Sarah laughed. “It was a score. The guys helped boost our suckage factor by a really big number.”

That made Nell laugh and then wince. It hurt, but not so much she stopped, at least not until Sarah sobered. “What?”

“Alex started to follow you, but I told him to let me.”

Good choice. “Not going back in there. I'm done. Three times is more than enough for one day.”

Sarah frowned. “Three…what?”

Oh yeah, she'd missed the
Cliff
notes on her three impacts, so Nell caught her up.

Sarah stared at her. “Someone shot at Alex?”

“He is a cop. People do shoot at them.”

“Indeed. In that case, I can see why Alex is worried, but why is the guy who isn't the dad so freaked out?”

Unease spiked again as Nell remembered the look in the guy's eyes as he asked about her mom. She shrugged.

“Did you ever wonder…”

Nell shifted so she could look the question she didn't have the energy to ask. The world had gotten fuzzy around the edges. Seriously fuzzy.

“…why you never managed to visit here until…”

Nell considered the question with as much energy as she could muster. Had she wondered? Yeah, but not nearly enough. She didn't remember thinking their opposition was about New Orleans. She had wondered if they had issues with Sarah. Or cities.

“They didn't like cities.” She frowned, traced some more patterns in the spindle. “You'd think they'd gone to Oz on a tornado as kids. No place like home was their mantra.” Weird that two home bodies had managed to have a daughter with a secret longing to fly to the moon—or at least the coop. A coop that turned out to be rented. Had they left her a house, it would have been harder to leave. The lack of money, well, that wasn't a surprise. There'd never been a lot of that. She shifted uneasily. Did it matter? The look in that man's eyes seemed to say that yes, it did.

“I thought it was me they didn't like,” Sarah admitted, her look a bit wry.

“There were times when it seemed like they didn't like much,” Nell admitted, “but they never minded when you came to visit me.” That she knew of anyway.
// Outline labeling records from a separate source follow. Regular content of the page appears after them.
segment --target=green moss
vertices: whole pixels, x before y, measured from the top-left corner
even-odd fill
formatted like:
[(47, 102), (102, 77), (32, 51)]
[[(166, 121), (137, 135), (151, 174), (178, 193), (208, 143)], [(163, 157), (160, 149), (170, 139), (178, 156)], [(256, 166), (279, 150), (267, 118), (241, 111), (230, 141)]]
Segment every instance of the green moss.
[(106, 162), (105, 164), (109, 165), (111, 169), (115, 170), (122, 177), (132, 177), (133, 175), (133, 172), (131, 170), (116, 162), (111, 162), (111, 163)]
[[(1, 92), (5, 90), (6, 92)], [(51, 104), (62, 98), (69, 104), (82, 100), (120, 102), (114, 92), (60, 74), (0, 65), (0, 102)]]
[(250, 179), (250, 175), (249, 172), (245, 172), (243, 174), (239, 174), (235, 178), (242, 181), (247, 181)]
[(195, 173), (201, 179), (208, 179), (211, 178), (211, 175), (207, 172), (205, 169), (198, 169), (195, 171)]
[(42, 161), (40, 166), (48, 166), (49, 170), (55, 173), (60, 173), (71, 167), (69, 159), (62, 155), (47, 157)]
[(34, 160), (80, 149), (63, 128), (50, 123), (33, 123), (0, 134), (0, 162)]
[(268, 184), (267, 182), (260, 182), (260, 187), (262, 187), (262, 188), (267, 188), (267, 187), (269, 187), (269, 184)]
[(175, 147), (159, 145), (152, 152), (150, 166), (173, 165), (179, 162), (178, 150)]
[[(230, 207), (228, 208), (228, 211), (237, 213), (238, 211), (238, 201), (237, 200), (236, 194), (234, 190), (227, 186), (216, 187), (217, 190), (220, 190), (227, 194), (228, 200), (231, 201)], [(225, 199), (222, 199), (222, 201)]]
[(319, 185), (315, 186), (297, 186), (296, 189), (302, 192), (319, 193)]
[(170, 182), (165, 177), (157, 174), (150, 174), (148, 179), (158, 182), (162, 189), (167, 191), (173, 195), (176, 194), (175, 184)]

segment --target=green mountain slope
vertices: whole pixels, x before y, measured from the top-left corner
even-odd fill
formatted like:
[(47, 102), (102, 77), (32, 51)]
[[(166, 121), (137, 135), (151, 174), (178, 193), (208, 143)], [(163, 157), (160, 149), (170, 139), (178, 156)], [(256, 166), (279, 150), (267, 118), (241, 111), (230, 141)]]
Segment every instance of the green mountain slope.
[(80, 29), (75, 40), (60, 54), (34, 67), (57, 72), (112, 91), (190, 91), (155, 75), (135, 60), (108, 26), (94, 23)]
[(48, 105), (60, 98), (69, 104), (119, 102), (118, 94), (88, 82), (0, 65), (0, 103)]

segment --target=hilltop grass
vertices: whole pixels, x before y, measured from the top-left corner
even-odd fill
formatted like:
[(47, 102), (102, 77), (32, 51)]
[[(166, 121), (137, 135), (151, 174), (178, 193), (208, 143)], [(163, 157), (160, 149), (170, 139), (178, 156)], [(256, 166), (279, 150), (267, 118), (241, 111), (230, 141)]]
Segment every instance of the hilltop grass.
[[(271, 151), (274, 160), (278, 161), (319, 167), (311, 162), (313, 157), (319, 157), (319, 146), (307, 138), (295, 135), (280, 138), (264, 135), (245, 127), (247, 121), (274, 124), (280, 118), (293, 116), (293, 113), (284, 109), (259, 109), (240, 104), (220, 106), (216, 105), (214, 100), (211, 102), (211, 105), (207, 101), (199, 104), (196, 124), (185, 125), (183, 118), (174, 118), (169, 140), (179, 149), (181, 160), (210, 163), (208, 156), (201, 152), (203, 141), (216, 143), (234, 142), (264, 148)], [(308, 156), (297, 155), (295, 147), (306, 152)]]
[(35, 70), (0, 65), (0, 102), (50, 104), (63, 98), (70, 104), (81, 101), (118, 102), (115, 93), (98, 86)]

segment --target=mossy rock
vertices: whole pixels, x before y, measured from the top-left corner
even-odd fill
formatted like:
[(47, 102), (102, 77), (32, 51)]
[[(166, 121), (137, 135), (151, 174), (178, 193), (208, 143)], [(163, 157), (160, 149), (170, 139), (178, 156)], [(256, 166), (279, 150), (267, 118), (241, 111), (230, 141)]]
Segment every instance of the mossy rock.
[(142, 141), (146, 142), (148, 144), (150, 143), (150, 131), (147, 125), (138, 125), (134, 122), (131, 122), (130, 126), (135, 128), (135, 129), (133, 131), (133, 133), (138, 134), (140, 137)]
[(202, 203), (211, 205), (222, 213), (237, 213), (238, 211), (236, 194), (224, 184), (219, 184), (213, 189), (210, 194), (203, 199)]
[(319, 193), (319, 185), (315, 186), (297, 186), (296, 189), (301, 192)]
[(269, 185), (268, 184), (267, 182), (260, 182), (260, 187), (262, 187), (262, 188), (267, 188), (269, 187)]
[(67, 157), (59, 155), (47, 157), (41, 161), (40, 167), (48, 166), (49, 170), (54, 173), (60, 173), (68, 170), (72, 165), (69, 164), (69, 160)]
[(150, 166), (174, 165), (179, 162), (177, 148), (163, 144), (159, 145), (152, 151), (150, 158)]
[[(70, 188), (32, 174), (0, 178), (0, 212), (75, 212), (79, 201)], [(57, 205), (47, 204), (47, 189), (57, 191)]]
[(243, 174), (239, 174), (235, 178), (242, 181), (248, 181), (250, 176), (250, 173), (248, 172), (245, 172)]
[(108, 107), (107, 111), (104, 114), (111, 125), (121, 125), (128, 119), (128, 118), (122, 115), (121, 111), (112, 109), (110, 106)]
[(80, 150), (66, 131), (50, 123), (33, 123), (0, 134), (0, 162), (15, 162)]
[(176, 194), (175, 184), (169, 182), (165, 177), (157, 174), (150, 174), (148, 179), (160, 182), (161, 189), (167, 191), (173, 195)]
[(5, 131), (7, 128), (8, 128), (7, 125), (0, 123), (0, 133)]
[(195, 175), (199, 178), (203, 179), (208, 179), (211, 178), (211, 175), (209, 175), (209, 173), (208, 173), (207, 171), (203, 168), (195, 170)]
“Aren't you curious to know why he's here? Why—” Sarah stopped.

“I'm too tired to be curious.” Okay, not the whole truth. Sarah's gaze called her on it. “Okay, maybe a little,” she hesitated. “I guess I thought all the people who knew them were in Wyoming.” She made a frustrated sound, rubbing her face. “It has to be a mistake.” She looked at Sarah. “Did you see how…freaked he looked?”

“Yeah.” She tipped her head to the side. “I'll make him go away until morning. If that's what you need. If you'll get any sleep.”

Nell didn't have to say it. Sarah knew her capitulation look. She rose, held out her hand. “Come on. Let's shrink this problem down to a manageable size.”